Common tool for predicting heart attack risk disadvantages ethnic minorities, researchers find
A diagnostic tool used by clinicians to predict risk of mortality in heart attack patients is less effective in ethnic minority patients and may result in inappropriate treatments being prescribed, according to new research.
The Global Registry of Acute Coronary Events (GRACE) score is used by medics all over the world to evaluate risk in patients with acute coronary syndrome and is recommended by the National Institute for Health and Care Excellence (NICE), the European Cardiac Society, and the American Heart Association.
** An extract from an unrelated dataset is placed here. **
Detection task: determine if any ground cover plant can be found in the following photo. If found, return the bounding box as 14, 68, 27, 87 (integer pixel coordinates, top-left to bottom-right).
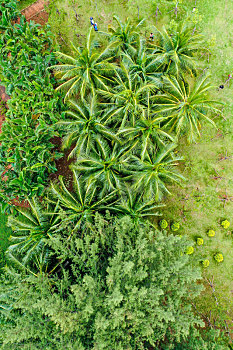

But new research published in the European Heart Journal has found that GRACE score is not an effective tool for predicting risk in ethnic minority patients, in contrast to white patients to whom the risk model is well calibrated.
Senior author Professor Mamas Mamas, Professor of Cardiology at Keele University, and his co-authors have provided recommendations for how to update the system to provide better care for ethnic minority patients.
Professor Mamas said: “We are increasingly using risk scores to guide the treatment of patients in all areas of medicine, from heart attacks to cancer treatments. This work shows how important it is to assess the performance of such risk scores in the populations that they serve, so that certain sections of society such as ethnic minorities are not disadvantaged by inappropriate treatment – a form of structural racism. Our work highlights the importance of considering ethnicity or race during the development of risk scores and highlights opportunities to optimize such risk scores to better serve ethnic minorities.”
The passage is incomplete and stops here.